In a recent Foreign Policy piece Mark Hibbs offered a unique "fly-on-the-wall" perspective into the Byzantine internal machinations of the International Atomic Energy Agency as it seeks to update its safeguards procedures for nuclear materials in various countries. Though well intentioned, it appears such ad hoc tinkering with the architecture of the Nuclear Nonproliferation Treaty safeguards system is fast running into a brick wall: many member states, citing the prerogative of national sovereignty, do not wish to extend the scope of the safeguards to which they have already agreed. And, really, no one can legally force them to.

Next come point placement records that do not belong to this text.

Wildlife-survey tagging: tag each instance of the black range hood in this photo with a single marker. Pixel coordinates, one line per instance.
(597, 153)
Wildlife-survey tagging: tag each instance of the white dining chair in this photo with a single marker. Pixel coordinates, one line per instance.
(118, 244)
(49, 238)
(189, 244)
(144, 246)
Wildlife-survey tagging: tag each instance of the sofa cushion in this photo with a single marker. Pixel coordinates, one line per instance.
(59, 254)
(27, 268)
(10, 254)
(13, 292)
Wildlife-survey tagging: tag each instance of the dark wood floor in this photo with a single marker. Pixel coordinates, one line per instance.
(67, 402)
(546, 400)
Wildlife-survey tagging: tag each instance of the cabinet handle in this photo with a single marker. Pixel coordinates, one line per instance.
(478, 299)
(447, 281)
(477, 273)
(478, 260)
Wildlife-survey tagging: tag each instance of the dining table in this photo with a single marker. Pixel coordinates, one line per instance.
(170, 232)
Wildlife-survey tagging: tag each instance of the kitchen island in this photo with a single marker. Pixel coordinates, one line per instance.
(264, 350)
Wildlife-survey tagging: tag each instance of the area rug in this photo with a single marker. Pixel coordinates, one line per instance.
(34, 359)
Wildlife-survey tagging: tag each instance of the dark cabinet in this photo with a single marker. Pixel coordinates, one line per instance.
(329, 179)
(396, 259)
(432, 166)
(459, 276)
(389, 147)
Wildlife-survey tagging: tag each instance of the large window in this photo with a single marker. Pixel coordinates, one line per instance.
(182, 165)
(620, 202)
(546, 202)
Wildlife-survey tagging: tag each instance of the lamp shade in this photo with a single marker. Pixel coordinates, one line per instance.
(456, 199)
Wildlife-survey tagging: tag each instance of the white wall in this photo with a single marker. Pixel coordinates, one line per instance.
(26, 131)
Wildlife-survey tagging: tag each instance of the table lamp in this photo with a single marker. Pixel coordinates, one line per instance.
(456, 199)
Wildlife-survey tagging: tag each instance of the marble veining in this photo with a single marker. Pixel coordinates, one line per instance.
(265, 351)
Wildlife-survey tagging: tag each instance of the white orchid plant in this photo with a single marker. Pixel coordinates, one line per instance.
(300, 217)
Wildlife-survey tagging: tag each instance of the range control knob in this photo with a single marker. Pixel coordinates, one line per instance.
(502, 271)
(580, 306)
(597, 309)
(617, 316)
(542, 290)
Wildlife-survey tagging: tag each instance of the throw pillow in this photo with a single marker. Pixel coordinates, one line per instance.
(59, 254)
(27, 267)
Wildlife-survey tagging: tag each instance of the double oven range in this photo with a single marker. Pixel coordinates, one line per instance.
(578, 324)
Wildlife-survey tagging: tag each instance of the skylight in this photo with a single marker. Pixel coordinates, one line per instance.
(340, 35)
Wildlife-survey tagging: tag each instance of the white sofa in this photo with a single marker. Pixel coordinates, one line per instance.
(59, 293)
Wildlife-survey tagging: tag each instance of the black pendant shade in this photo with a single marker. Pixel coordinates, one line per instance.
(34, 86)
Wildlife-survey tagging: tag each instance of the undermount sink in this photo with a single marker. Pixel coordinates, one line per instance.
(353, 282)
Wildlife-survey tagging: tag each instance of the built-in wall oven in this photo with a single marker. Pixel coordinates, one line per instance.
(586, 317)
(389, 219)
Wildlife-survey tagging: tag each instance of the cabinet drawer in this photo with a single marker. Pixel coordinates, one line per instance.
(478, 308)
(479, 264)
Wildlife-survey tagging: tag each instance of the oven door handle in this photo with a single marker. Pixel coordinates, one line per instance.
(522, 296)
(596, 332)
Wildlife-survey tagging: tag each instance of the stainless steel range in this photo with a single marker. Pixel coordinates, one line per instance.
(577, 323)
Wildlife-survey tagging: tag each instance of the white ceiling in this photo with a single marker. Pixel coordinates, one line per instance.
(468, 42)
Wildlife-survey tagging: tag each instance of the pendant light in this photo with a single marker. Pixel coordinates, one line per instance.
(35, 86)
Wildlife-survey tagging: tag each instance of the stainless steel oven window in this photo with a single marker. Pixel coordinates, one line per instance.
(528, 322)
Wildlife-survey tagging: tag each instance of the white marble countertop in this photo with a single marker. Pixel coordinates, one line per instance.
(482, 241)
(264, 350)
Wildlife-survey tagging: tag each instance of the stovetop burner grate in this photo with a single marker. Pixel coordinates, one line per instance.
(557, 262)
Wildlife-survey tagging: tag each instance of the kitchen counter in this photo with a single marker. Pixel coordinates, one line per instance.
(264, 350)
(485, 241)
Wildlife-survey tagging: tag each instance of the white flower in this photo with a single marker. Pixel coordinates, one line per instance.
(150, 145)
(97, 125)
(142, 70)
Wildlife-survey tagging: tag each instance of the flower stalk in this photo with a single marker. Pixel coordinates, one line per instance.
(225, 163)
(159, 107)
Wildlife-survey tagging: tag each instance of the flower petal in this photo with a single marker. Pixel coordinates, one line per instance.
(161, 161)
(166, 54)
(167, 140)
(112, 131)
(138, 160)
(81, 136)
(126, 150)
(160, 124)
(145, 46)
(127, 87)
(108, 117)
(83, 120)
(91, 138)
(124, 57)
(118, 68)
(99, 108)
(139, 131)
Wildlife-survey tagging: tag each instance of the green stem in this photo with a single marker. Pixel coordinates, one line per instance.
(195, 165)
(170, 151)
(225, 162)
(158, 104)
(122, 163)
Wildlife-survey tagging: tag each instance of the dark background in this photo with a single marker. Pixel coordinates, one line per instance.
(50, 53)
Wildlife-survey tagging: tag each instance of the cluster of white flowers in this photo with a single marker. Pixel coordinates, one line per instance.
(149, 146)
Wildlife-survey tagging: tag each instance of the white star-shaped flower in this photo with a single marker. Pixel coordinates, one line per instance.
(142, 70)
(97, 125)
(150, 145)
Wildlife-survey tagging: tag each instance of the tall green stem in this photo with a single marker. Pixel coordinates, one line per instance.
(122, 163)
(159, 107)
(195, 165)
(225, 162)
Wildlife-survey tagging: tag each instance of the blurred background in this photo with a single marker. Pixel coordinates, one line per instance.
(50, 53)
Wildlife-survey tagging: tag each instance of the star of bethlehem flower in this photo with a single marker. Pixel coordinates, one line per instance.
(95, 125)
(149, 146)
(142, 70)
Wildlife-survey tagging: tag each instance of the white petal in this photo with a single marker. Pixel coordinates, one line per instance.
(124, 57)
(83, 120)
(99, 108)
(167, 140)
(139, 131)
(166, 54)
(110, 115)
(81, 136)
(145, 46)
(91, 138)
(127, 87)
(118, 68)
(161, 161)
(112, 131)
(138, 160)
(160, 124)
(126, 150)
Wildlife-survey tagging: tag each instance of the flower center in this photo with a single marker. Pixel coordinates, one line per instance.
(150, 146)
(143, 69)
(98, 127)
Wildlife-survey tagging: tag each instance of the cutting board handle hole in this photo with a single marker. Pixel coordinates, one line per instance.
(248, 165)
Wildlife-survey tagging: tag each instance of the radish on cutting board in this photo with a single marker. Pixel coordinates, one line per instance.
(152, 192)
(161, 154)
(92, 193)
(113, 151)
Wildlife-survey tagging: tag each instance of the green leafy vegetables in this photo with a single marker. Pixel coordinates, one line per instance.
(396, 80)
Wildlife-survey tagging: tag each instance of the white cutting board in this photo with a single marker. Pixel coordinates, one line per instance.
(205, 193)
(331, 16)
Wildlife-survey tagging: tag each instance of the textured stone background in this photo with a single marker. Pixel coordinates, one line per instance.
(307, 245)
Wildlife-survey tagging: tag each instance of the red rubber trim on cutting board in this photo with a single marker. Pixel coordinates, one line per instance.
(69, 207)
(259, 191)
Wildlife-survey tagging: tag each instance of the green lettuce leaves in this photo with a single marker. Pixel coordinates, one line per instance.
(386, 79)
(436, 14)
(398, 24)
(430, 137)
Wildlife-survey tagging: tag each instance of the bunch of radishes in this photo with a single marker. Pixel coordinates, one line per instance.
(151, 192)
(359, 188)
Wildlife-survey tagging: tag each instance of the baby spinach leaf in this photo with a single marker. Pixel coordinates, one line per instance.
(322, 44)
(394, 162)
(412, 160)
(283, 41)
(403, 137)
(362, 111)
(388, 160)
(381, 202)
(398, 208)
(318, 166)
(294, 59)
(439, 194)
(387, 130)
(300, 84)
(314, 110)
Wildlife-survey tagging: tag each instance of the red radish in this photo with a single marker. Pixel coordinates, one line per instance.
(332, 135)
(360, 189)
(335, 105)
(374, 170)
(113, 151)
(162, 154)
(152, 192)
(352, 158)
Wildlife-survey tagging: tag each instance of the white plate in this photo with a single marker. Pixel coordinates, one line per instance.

Instead of trying to coax new tricks out of a tired old dog, what is now needed is a fresh grand bargain -- an NPT 2.0 -- that cuts through the thicket of the convoluted and endless eye-watering legal debates and actually brings about greater global security. One such idea would be to offer swift and truly massive arms reductions by the states that have nuclear weapons in exchange for much stricter curbs on the types of nuclear activities permitted in states without nuclear weapons. And instead of helping developing nations with just 1960s-era nuclear power as the current NPT prescribes, an NPT 2.0 could also encourage technologically advanced states to assist with energy efficiency and modern renewables.
The NPT has three main tenets, or "pillars" in the lingo: the non-proliferation of nuclear weapons and technology by all signatory states; eventual nuclear disarmament by the "nuclear haves"; and the recognition of the inalienable right of signatory states to develop and use nuclear energy for peaceful purposes. The treaty also calls upon the technologically advanced nations to promote the further development of peaceful nuclear energy in lesser developed nations. These pillars are commonly seen as a simple bargain: in the words of Ambassador Thomas Graham, Jr., "the NPT non-nuclear-weapon states agree never to acquire nuclear weapons and the NPT nuclear-weapon states in exchange agree to share the benefits of peaceful nuclear technology and to pursue nuclear disarmament aimed at the ultimate elimination of their nuclear arsenals."
Over the years, for reasons good and bad, this bargain has become increasingly skewed. Aside from the non-weaponization obligations -- which apply only to states without nukes and which are ever more aggressively interpreted -- the United States, and most other nuclear-weapon states, no longer appear enthusiastic about the other tenets of the NPT. To the extent that the nuclear haves are interested in disarmament, this is completely divorced from any pressure they perceive from the NPT. Such nuclear arms reductions are typically negotiated bilaterally between the United States and Russia and proceed at their own sweet pace. (Between them, the United States and Russia possess roughly 18,000 nuclear weapons -- 95 percent of the world total.) This is despite the fact that the International Court of Justice interprets the NPT's nuclear disarmament clause as a legally binding obligation -- although, admittedly, it too does not impose any timeframe to accomplish this goal.
Advanced states are also no longer particularly eager to help develop nuclear energy in developing nations -- and this is actually a good thing. It is a dangerous and inherently dual-use technology and there ought to be no imperative to disseminate it world-wide, as there is in the NPT. It may have been seen as a panacea technology back when color television was still a novelty, but its dangerous underbelly -- in terms of safety, security, and waste -- has since been amply exposed.
Basically, the NPT encapsulates some dangerous and outdated prescriptions to proliferate dual-use nuclear technology while simultaneously not really having the teeth to hold nuclear-weapons states to their disarmament obligations. The one thing that those (politically powerful) states -- who also just happen to be the U.N. Security Council nations -- can seem to agree on, and one of the main reasons the treaty continues to be championed by these influential nations, is that it does still provide some legal barriers to help prevent other states from building nuclear weapons. But only some.
The articles of the treaty are sufficiently vague that the actual implementation of the NPT's "non-proliferation" and "peaceful uses" articles is done via very precise Comprehensive Safeguards Agreements negotiated bilaterally between the IAEA and individual states; more than 140 such agreements exist. These safeguards agreements spell out exactly the purpose and scope of IAEA inspections in various states. In order to preserve national sovereignty, such agreements are typically very narrowly focused and don't give the IAEA much legal scope to carry out wide-ranging investigations into nuclear-weapons related activities.